Colle prose e col verso è il poeta di Romagna; l'acque, i colli, le colline, i vigneti, i villaggi, i boschi, il cielo cangiante, il vento, le nuvole, il sole miracoloso, riassorbe: l'anima e le memorie dei trapassati e la divinazione.
Giacinto Ricci-Signorini, poeta oscuro professore liceale a Cesena, passò con austere onoranze, conosciuto dai pochi intimi, dal maestro Carducci, dall'amico Pascoli. Passò e l'obblío dal 1893 a quest'oggi fu denso ed irriverente. Postumo fratello, preso dal suo male e dalla sua nostalgia, chi ha scritto Le Ballate d'Amore e di Dolore, il Donati, lo riconduce alla vita.
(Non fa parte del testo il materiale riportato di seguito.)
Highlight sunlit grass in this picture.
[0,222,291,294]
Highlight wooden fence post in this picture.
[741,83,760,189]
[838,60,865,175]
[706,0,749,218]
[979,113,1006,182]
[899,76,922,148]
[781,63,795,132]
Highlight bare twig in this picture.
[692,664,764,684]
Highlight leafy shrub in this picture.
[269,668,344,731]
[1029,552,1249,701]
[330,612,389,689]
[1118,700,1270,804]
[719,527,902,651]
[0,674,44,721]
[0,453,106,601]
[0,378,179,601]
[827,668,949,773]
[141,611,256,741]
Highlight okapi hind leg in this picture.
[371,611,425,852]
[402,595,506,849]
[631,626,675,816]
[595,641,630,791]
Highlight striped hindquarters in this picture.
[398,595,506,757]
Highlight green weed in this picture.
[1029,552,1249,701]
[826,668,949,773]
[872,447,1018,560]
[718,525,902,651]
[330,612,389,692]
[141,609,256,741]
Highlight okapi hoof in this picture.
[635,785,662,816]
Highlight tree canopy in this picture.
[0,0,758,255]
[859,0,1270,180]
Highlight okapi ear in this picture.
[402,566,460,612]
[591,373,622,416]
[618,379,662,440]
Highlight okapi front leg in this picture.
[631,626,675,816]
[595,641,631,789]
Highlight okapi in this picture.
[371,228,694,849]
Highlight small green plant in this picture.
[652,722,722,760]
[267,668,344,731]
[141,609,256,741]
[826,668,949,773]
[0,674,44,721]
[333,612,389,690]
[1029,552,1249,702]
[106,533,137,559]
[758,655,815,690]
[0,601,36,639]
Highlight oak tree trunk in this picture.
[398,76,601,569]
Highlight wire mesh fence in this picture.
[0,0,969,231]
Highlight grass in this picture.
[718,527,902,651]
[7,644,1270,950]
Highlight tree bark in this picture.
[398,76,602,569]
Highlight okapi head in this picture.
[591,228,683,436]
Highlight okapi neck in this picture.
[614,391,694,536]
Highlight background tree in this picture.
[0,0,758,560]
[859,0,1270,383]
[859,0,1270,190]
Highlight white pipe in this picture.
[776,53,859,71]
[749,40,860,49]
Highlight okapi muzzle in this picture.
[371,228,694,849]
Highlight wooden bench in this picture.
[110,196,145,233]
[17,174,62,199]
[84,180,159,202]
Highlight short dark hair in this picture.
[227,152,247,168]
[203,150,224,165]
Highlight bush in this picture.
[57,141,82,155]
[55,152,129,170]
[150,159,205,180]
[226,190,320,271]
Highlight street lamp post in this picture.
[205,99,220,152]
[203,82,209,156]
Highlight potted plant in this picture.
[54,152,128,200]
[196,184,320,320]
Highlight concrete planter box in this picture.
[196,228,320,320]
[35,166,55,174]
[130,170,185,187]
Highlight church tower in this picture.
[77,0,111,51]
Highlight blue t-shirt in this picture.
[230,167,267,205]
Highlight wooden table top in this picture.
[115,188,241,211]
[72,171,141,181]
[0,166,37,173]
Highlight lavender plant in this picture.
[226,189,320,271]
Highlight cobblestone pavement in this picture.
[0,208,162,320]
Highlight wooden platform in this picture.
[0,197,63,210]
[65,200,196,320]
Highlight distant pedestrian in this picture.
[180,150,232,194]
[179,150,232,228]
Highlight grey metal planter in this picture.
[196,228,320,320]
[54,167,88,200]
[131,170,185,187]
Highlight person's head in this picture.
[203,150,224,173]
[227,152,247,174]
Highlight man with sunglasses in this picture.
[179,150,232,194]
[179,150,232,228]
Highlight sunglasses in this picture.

Il Signorini lamentava:
Perché ti sbatti in cosí gran
tremore,
Misero cuor, che hai?
Passa la gloria, o mio povero cuore,
Passa la gloria e non ti guarda mai:
Giosuè Carducci incideva, in una lapide commemorativa a lui, nella chiesina di San Salvatore di Lugo:
«Or proprio che il mondo incominciava a rendergli giustizia!».
In tal modo si ricacciano le tenebre della obblivione colla lucida fiaccola dell'ammirare e lo si risuscita; ed anche lo Zanichelli, sollecitato da egregie ed illustri persone, fin qui mute ed in altro affaccendate, promette una edizione completa delle opere di lui, raccolte ed ordinate, precedute da uno studio del Donati sull'uomo e sull'artista desiderato.
Il pubblico si interessa d'arte e di poeti? Noi abbiamo delle curiose pretenzioni, noi altri assorti, per amore d'estetica, oltre le praticità del pane cotidiano. Ma è bene non perderle e credere che Romagna, li amici e chi va intorno battendosi sul cuore e dice ad ogni primo occorso, poesia, bellezza, rispondano, comprendano e non dimentichino piú.